What’s going on in the Bad Conditions exception is similar. Certain conditions are going to prevent normal detection. It’s pitch black and you have no light source? Then you can’t see the pit ahead. The room is full of thick smoke? You can’t see through it. If a player suggests how they are trying to overcome an “auto fail” condition like seeing things in pitch blackness and it sounds even slightly reasonable, I will either allow detection or allow a roll to detect. Tapping the floor with a ten-foot pole in a pitch-black corridor automatically detects open pits. Trying to feel the floor with your foot detects the pit, but possibly not soon enough to keep from falling in, requiring a roll. Again, this is going to be one of those 1d6 situation rolls, the same I’d use for surprise conditions, secret doors, or hearing faint noises through thick walls.
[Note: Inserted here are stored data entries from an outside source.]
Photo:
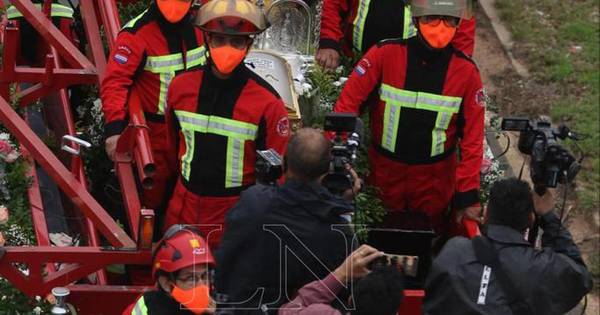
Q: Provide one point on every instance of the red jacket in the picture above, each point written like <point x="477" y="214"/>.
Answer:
<point x="428" y="104"/>
<point x="344" y="29"/>
<point x="216" y="126"/>
<point x="149" y="53"/>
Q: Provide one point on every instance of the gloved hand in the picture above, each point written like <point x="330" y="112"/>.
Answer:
<point x="110" y="146"/>
<point x="328" y="58"/>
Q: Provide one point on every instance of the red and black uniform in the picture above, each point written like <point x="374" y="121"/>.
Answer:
<point x="148" y="53"/>
<point x="429" y="103"/>
<point x="354" y="26"/>
<point x="216" y="126"/>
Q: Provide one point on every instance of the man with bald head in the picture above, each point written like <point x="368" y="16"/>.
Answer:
<point x="280" y="238"/>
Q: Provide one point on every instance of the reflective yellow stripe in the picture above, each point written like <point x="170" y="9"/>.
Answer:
<point x="174" y="62"/>
<point x="167" y="65"/>
<point x="237" y="134"/>
<point x="359" y="23"/>
<point x="57" y="10"/>
<point x="395" y="99"/>
<point x="234" y="169"/>
<point x="438" y="134"/>
<point x="165" y="81"/>
<point x="409" y="26"/>
<point x="140" y="307"/>
<point x="135" y="19"/>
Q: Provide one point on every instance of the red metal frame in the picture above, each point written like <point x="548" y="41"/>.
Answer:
<point x="133" y="147"/>
<point x="51" y="81"/>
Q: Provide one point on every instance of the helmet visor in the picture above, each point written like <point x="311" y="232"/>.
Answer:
<point x="235" y="17"/>
<point x="462" y="9"/>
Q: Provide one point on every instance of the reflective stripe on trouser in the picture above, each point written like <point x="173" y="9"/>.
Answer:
<point x="57" y="10"/>
<point x="140" y="307"/>
<point x="395" y="99"/>
<point x="166" y="66"/>
<point x="207" y="213"/>
<point x="409" y="29"/>
<point x="237" y="134"/>
<point x="424" y="188"/>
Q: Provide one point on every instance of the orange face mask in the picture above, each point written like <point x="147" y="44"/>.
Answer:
<point x="174" y="10"/>
<point x="227" y="58"/>
<point x="437" y="35"/>
<point x="196" y="300"/>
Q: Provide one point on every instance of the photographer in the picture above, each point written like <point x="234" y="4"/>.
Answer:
<point x="376" y="292"/>
<point x="280" y="238"/>
<point x="501" y="273"/>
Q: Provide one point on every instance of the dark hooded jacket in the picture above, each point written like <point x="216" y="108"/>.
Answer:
<point x="551" y="281"/>
<point x="277" y="239"/>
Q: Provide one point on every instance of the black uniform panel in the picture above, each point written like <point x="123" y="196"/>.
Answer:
<point x="418" y="124"/>
<point x="384" y="20"/>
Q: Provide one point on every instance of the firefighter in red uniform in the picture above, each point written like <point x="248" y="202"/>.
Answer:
<point x="219" y="115"/>
<point x="431" y="102"/>
<point x="354" y="26"/>
<point x="149" y="51"/>
<point x="181" y="268"/>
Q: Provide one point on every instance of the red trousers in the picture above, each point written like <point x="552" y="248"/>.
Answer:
<point x="208" y="213"/>
<point x="411" y="191"/>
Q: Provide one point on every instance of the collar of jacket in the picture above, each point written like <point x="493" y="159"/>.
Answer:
<point x="237" y="76"/>
<point x="505" y="234"/>
<point x="426" y="53"/>
<point x="160" y="302"/>
<point x="314" y="199"/>
<point x="163" y="23"/>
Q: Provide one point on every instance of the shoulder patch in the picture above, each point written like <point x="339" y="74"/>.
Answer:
<point x="283" y="127"/>
<point x="390" y="41"/>
<point x="481" y="97"/>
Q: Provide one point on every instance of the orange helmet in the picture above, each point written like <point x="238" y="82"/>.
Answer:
<point x="462" y="9"/>
<point x="232" y="17"/>
<point x="181" y="247"/>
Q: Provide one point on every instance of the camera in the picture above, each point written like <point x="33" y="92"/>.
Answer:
<point x="550" y="162"/>
<point x="268" y="167"/>
<point x="408" y="265"/>
<point x="343" y="151"/>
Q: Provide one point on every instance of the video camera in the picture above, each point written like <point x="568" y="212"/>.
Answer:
<point x="550" y="162"/>
<point x="343" y="151"/>
<point x="268" y="167"/>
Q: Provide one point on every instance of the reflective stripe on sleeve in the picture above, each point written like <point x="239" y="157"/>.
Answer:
<point x="57" y="10"/>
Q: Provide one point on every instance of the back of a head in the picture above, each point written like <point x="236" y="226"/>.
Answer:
<point x="510" y="204"/>
<point x="308" y="154"/>
<point x="379" y="293"/>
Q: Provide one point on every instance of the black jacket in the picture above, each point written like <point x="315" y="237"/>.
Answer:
<point x="552" y="280"/>
<point x="294" y="232"/>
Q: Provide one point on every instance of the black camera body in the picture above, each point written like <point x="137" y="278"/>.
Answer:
<point x="550" y="162"/>
<point x="268" y="167"/>
<point x="343" y="151"/>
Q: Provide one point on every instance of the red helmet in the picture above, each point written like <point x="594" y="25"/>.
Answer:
<point x="181" y="247"/>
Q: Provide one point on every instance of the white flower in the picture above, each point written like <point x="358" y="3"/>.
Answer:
<point x="3" y="214"/>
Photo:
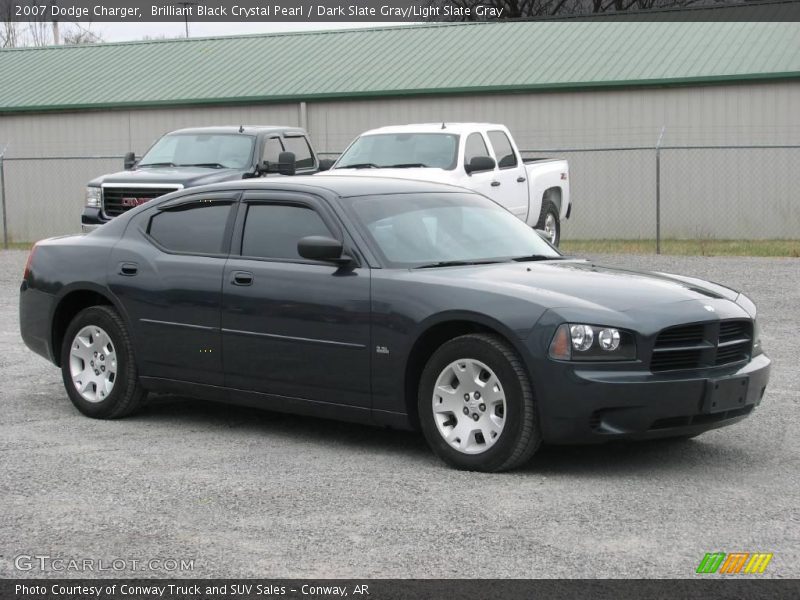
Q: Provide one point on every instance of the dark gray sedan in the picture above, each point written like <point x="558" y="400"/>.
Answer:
<point x="392" y="302"/>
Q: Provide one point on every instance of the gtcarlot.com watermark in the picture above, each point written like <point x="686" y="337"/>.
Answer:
<point x="60" y="564"/>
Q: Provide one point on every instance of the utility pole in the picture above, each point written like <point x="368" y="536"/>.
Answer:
<point x="186" y="6"/>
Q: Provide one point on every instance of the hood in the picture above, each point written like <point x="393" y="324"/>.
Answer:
<point x="186" y="176"/>
<point x="420" y="174"/>
<point x="582" y="284"/>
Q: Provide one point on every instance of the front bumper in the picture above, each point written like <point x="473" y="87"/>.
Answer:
<point x="92" y="218"/>
<point x="583" y="404"/>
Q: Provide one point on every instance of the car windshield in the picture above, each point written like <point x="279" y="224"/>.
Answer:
<point x="215" y="151"/>
<point x="401" y="150"/>
<point x="442" y="229"/>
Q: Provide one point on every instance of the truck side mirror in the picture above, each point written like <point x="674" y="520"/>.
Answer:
<point x="287" y="163"/>
<point x="325" y="164"/>
<point x="479" y="163"/>
<point x="129" y="161"/>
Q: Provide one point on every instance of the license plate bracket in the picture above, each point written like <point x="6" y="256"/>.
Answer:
<point x="725" y="394"/>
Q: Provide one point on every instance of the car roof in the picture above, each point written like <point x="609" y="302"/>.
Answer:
<point x="343" y="186"/>
<point x="245" y="129"/>
<point x="440" y="127"/>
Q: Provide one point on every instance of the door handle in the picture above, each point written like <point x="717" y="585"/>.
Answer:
<point x="242" y="278"/>
<point x="128" y="269"/>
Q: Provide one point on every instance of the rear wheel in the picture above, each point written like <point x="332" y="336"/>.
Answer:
<point x="476" y="405"/>
<point x="97" y="365"/>
<point x="550" y="222"/>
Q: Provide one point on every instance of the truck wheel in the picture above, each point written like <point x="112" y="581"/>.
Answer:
<point x="476" y="405"/>
<point x="97" y="365"/>
<point x="549" y="222"/>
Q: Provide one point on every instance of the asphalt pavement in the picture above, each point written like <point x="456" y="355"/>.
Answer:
<point x="249" y="493"/>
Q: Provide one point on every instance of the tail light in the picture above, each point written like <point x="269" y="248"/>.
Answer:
<point x="27" y="272"/>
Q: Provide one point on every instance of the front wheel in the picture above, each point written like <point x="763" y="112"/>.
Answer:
<point x="97" y="365"/>
<point x="550" y="222"/>
<point x="476" y="405"/>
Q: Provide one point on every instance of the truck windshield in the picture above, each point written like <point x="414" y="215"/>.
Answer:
<point x="401" y="150"/>
<point x="444" y="229"/>
<point x="216" y="151"/>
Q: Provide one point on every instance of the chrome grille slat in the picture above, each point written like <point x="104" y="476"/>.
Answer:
<point x="700" y="345"/>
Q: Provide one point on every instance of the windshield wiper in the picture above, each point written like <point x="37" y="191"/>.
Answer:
<point x="458" y="263"/>
<point x="533" y="257"/>
<point x="360" y="166"/>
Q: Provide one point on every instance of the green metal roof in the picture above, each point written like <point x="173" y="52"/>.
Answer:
<point x="394" y="61"/>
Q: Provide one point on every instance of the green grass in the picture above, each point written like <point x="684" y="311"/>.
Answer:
<point x="697" y="247"/>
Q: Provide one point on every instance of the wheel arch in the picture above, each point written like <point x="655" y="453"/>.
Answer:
<point x="436" y="331"/>
<point x="72" y="300"/>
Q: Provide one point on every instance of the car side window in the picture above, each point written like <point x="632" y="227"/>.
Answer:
<point x="272" y="149"/>
<point x="197" y="227"/>
<point x="506" y="157"/>
<point x="302" y="151"/>
<point x="474" y="146"/>
<point x="273" y="230"/>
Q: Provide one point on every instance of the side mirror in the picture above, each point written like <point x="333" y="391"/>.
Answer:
<point x="317" y="247"/>
<point x="325" y="164"/>
<point x="287" y="163"/>
<point x="479" y="163"/>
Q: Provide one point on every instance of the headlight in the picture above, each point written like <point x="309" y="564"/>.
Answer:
<point x="757" y="349"/>
<point x="578" y="341"/>
<point x="93" y="196"/>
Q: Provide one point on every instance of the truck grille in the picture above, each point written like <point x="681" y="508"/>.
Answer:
<point x="117" y="200"/>
<point x="702" y="345"/>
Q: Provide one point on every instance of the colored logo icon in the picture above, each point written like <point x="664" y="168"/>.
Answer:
<point x="734" y="563"/>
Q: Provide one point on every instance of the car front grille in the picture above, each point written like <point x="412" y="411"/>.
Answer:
<point x="702" y="345"/>
<point x="117" y="200"/>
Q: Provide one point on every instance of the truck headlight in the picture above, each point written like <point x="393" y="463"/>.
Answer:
<point x="93" y="197"/>
<point x="581" y="342"/>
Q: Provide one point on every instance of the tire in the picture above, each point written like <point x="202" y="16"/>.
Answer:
<point x="113" y="390"/>
<point x="505" y="433"/>
<point x="550" y="222"/>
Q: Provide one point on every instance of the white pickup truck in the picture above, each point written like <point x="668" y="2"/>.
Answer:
<point x="479" y="156"/>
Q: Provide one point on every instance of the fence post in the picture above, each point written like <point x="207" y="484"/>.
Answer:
<point x="3" y="197"/>
<point x="658" y="190"/>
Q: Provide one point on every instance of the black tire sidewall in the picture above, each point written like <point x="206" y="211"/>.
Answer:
<point x="473" y="347"/>
<point x="100" y="317"/>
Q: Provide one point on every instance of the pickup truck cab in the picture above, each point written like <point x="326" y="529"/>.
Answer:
<point x="479" y="156"/>
<point x="198" y="156"/>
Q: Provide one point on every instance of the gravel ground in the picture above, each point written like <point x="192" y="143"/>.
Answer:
<point x="247" y="493"/>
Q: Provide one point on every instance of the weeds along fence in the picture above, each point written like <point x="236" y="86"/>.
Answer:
<point x="630" y="193"/>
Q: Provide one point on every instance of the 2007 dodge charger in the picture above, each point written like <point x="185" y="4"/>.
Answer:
<point x="393" y="302"/>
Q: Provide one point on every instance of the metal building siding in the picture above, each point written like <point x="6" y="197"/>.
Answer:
<point x="428" y="59"/>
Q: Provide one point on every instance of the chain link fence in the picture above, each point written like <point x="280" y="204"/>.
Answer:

And in some of those cases, I will only allow the roll if the character meets some other condition, including possibly an appropriately high ability. For example, INT 16+ might give a chance of 5+ on 1d6, but exactly which ability is relevant, and when, is highly variable. This might be considered an “ability check”, but only in a very loose sense. The roll itself isn’t adjusted based on ability score, and the bad condition doesn’t determine which ability is relevant. It’s what the player says that matters. If they suggest they should have a chance because of their scholarly studies, INT is relevant. If they suggest it’s because they are unusually bright, I might pick the best score of INT and WIS. If the character’s backstory includes something that sounds like training in the same extreme conditions, I might ignore scores completely and just make the roll. It’s not an ability check, and it’s very, very rare.

And so we get to Knowledge checks, which again in the linked article, I say “no roll is necessary most of the time.” I mention allowing a roll for characters with high INT, but the rationale here is not to represent specific training, but innate intellect. Really smart people might be able to figure something out on the spot, if they are lucky. Again, not an ability check, and not even the norm, in other words, not something I’d even note in a dungeon key most of the time. It’s a guideline for making rulings, not a rule.

The norm for me is always, ALWAYS, skipping rolls and just describing anything the characters ought to know or can easily detect.

Now, that covers a lot of the mental stuff, but what about the physical? I guess I’ll have to keep that for a future post. And judging by some of the comments I’ve already received, there may be a couple such “future posts”.